Plants

11th International Workshop on Feedback Computing

Feedback Computing 2016

Co-located with ICAC 2016, held in Wurzburg from July 19 to July 22, 2016.

 

Mark Squillante

Area Head
IBM Research

Optimal Feedback Control of Computing Systems under Uncertainty


Abstract: The proliferation of data and the advances in statistical and machine learning methods create tremendous opportunities for optimal feedback control under uncertainty to address computing systems at scale. We consider a general approach moving from data to stochastic models of uncertainty within a computing systems based on statistical methods and then to optimal feedback control of the computing system based on these stochastic models of uncertainty. Two different examples will be used to illustrate instances of our general approach, both involving dynamic computer resource allocation problems. In each case, we devise an optimal feedback control policy that includes easily and efficiently implementable algorithms for governing dynamic resource allocation over time. Numerical experiments demonstrate the significant benefits (e.g., high-performance, energy-efficiency) of our approach over previously published results.

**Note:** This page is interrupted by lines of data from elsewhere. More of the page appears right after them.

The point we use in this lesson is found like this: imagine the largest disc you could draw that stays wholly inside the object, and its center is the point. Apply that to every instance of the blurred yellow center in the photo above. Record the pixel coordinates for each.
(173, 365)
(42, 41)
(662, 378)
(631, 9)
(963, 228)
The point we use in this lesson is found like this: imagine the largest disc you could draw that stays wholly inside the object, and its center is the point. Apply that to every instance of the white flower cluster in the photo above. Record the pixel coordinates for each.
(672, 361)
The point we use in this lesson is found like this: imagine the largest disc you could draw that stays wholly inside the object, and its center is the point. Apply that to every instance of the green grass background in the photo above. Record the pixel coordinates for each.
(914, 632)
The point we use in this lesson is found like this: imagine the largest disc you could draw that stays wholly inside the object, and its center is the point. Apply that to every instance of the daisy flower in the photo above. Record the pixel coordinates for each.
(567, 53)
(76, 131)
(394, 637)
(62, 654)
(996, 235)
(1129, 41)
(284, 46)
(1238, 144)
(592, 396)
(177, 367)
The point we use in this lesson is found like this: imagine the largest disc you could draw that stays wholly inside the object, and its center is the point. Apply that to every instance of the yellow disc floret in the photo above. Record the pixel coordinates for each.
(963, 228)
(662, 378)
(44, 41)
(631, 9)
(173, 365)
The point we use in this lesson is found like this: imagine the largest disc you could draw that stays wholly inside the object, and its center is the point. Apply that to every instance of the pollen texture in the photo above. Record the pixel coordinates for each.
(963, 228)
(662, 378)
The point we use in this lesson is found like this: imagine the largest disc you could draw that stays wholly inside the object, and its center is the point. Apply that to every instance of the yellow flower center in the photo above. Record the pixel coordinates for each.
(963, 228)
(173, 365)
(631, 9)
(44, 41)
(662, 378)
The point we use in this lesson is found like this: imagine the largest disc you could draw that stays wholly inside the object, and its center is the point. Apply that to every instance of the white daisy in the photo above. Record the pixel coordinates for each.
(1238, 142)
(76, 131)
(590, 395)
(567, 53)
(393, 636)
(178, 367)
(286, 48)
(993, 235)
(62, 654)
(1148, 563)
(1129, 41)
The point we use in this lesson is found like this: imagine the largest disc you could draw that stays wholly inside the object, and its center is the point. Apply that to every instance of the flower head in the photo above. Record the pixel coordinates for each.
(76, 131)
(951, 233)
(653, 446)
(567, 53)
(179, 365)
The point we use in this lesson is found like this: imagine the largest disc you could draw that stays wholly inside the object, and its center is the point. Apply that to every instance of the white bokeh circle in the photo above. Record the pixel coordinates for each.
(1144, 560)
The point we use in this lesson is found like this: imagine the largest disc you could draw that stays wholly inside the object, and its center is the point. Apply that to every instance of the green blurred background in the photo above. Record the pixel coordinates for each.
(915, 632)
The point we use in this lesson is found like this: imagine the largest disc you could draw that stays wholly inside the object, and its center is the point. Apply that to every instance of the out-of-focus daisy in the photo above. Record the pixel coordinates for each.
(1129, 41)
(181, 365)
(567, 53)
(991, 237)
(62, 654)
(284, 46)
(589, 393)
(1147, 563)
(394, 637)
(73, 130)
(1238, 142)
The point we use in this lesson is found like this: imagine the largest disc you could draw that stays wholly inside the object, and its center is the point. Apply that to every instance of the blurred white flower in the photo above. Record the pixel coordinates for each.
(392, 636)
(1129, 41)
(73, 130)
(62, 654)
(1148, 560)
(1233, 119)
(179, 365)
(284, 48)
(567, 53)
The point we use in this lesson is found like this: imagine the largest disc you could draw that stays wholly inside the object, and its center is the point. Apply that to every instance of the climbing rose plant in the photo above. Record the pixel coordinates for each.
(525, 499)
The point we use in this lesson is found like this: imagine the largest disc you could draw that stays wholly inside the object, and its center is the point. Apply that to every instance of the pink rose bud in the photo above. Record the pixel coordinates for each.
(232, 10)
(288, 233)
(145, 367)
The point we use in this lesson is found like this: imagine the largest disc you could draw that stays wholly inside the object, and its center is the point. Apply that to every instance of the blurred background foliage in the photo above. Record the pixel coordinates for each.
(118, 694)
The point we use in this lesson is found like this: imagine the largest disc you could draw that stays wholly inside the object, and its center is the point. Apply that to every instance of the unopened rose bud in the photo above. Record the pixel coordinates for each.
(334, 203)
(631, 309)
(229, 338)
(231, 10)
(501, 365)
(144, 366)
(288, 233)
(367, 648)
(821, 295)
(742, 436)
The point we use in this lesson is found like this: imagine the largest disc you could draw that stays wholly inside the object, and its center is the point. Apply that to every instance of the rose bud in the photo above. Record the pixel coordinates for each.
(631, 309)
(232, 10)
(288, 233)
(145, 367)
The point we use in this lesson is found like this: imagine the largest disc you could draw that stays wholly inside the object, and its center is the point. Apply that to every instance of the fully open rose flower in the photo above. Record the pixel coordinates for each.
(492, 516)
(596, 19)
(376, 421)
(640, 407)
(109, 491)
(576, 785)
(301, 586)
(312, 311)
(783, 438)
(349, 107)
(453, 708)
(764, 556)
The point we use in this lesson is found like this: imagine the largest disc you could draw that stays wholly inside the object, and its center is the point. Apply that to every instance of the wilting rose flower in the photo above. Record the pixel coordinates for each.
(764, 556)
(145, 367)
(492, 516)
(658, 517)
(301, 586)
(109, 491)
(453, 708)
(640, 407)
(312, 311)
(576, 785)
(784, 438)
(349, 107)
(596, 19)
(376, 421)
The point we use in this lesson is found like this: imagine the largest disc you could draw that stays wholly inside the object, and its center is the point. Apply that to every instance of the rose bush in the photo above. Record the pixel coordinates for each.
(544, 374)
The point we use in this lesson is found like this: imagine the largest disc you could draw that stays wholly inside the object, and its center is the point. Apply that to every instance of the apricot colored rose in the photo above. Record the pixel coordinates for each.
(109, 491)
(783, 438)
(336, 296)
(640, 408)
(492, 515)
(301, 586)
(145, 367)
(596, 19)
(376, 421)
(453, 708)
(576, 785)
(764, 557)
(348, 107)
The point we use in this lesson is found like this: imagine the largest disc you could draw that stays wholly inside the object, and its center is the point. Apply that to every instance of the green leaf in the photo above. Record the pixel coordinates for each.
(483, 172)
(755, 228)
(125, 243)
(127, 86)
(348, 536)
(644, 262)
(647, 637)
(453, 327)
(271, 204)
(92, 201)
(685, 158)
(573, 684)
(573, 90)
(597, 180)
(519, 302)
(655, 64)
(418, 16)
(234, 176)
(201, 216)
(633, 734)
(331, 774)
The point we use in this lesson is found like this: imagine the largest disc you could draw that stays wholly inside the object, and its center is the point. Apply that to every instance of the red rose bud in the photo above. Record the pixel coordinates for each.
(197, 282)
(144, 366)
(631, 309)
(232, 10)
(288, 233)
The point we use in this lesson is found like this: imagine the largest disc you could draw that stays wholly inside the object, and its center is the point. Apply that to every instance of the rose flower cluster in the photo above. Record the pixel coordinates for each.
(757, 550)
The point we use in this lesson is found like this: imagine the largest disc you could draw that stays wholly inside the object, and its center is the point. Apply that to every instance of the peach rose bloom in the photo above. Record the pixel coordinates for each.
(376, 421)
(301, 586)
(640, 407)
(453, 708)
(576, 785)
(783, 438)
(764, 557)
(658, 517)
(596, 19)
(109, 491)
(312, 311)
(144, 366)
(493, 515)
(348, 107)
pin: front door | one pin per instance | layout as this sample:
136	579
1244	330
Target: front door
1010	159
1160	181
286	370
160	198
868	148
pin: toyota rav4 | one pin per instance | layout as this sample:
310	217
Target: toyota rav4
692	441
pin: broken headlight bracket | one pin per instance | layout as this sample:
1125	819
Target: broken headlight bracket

About the Speaker: Mark S. Squillante is a Distinguished Research Staff Member and the Area Head of Stochastic Processes, Optimization and Control within the Mathematical Sciences Department at the IBM Thomas J. Watson Research Center. He also serves as Director of the Center for Optimization under Uncertainty Research across IBM Research. He has been an adjunct faculty member at Columbia University and a Member of the Technical Staff at Bell Telephone Laboratories, and has held visiting positions at various academic institutions. His research interests concern mathematical foundations of the analysis, modeling and optimization of the design and control of complex systems under uncertainty. He is a fellow of ACM and IEEE, and the author of more than 250 technical papers and more than 30 issued or filed patents. His work has been recognized through The Daniel H. Wagner Prize (INFORMS), 8 best paper awards, 11 keynote/plenary presentations, 14 major IBM technical awards, and 26 IBM invention awards. He serves as Chair of IFIP W.G. 7.3 and as Chair of the Computer Performance Foundation, and currently serves on the editorial board of ACM Transactions on Modeling and Performance Evaluation of Computing Systems, Performance Evaluation, and Stochastic Models. He received a Ph.D. degree from the University of Washington.